Anecdotes, experiences and situations to help understand the Self…


The transformation of Cassius Clay in Mohammed Ali

Mohammed Ali was born as Cassius Clay and began training in boxing to channelize his anger at discrimination. At age 22, he defeated Sonny Liston to become the world champion. Shortly thereafter, he converted to Islam to become Mohammed Ali. Two years later he refused to be conscripted, preferring to go to prison and be stripped of his championship titles. Resuming after four years, he regained the title and defended it twice. However, the hammering he received in the ring resulted in the debilitating illness of Parkinson leading to his retiring. Finally, his unflinching stand on discrimination made him an icon of his people.

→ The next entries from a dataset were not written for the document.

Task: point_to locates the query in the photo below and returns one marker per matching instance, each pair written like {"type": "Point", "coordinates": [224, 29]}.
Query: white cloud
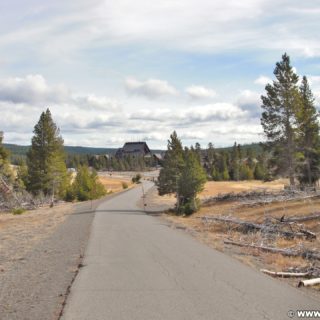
{"type": "Point", "coordinates": [314, 80]}
{"type": "Point", "coordinates": [151, 88]}
{"type": "Point", "coordinates": [190, 116]}
{"type": "Point", "coordinates": [187, 25]}
{"type": "Point", "coordinates": [263, 80]}
{"type": "Point", "coordinates": [32, 89]}
{"type": "Point", "coordinates": [250, 101]}
{"type": "Point", "coordinates": [98, 103]}
{"type": "Point", "coordinates": [200, 92]}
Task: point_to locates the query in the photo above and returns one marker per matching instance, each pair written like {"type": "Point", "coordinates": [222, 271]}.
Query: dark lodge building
{"type": "Point", "coordinates": [134, 149]}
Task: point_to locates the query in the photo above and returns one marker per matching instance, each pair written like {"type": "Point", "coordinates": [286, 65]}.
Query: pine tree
{"type": "Point", "coordinates": [172, 167]}
{"type": "Point", "coordinates": [191, 182]}
{"type": "Point", "coordinates": [47, 171]}
{"type": "Point", "coordinates": [86, 186]}
{"type": "Point", "coordinates": [308, 136]}
{"type": "Point", "coordinates": [279, 116]}
{"type": "Point", "coordinates": [5, 171]}
{"type": "Point", "coordinates": [235, 163]}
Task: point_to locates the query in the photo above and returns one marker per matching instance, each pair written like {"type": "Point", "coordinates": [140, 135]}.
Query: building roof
{"type": "Point", "coordinates": [136, 147]}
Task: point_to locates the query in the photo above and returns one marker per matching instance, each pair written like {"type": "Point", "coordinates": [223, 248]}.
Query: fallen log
{"type": "Point", "coordinates": [284, 252]}
{"type": "Point", "coordinates": [311, 282]}
{"type": "Point", "coordinates": [285, 274]}
{"type": "Point", "coordinates": [313, 216]}
{"type": "Point", "coordinates": [265, 228]}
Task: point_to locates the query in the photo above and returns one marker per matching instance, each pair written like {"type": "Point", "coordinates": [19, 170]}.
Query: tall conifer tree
{"type": "Point", "coordinates": [47, 171]}
{"type": "Point", "coordinates": [278, 120]}
{"type": "Point", "coordinates": [308, 136]}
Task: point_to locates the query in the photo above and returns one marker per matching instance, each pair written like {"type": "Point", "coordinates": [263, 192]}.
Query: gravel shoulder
{"type": "Point", "coordinates": [39, 259]}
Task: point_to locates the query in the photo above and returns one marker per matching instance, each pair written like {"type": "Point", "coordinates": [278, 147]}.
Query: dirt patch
{"type": "Point", "coordinates": [20, 233]}
{"type": "Point", "coordinates": [40, 254]}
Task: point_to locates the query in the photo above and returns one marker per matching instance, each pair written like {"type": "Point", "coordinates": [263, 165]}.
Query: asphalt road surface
{"type": "Point", "coordinates": [138, 268]}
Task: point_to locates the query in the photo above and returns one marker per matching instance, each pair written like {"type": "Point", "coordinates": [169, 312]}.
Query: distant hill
{"type": "Point", "coordinates": [21, 151]}
{"type": "Point", "coordinates": [256, 147]}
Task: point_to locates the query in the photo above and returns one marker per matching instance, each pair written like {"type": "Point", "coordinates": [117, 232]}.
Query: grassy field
{"type": "Point", "coordinates": [214, 233]}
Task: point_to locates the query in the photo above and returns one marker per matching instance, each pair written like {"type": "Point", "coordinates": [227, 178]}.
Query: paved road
{"type": "Point", "coordinates": [137, 268]}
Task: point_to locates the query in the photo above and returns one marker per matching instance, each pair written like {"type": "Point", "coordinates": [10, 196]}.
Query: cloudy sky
{"type": "Point", "coordinates": [116, 71]}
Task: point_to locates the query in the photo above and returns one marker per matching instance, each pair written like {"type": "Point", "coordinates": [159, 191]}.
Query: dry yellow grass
{"type": "Point", "coordinates": [213, 188]}
{"type": "Point", "coordinates": [214, 233]}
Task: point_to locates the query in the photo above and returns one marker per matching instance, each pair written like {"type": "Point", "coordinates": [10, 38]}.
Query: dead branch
{"type": "Point", "coordinates": [285, 274]}
{"type": "Point", "coordinates": [311, 282]}
{"type": "Point", "coordinates": [265, 228]}
{"type": "Point", "coordinates": [313, 216]}
{"type": "Point", "coordinates": [285, 252]}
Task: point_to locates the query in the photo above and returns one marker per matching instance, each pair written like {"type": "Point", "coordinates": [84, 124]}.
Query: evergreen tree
{"type": "Point", "coordinates": [279, 116]}
{"type": "Point", "coordinates": [173, 164]}
{"type": "Point", "coordinates": [5, 171]}
{"type": "Point", "coordinates": [235, 163]}
{"type": "Point", "coordinates": [191, 182]}
{"type": "Point", "coordinates": [308, 136]}
{"type": "Point", "coordinates": [86, 186]}
{"type": "Point", "coordinates": [47, 171]}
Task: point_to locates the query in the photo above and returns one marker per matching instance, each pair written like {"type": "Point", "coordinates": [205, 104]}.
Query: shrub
{"type": "Point", "coordinates": [17, 211]}
{"type": "Point", "coordinates": [86, 186]}
{"type": "Point", "coordinates": [137, 178]}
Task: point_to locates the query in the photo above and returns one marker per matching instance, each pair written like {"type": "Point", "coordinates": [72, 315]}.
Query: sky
{"type": "Point", "coordinates": [117, 71]}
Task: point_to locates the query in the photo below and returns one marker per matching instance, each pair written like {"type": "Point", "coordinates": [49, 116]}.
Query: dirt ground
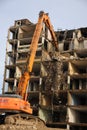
{"type": "Point", "coordinates": [22, 127]}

  • How did Mohammed Ali’s identity develop and change?
  • What was the stimulus in each case which prompted change? From Cassius Clay to Mohammed Ali, from free-man to convict and champion to patient.
  • How did he cope with the change?
  • Trace the changes to his interaction with his environment, within himself, his coming to terms with himself and his situation.

Points to Ponder on the Self:

Internal Tags: Dharma (conditioning)Stress and Situational AwarenessStress and pranaAwareness measures, Hatha Yoga Pradeepika, Patanjali Yoga Sutra, Jnana Yoga, Bhakti Yoga, Karma Yoga, Hatha Yoga and Raja Yoga.

External Tags: Consciousness

  • How do you become aware of your personality?
  • What do you know of Yoga?
  • What is self control? How does it affect stress?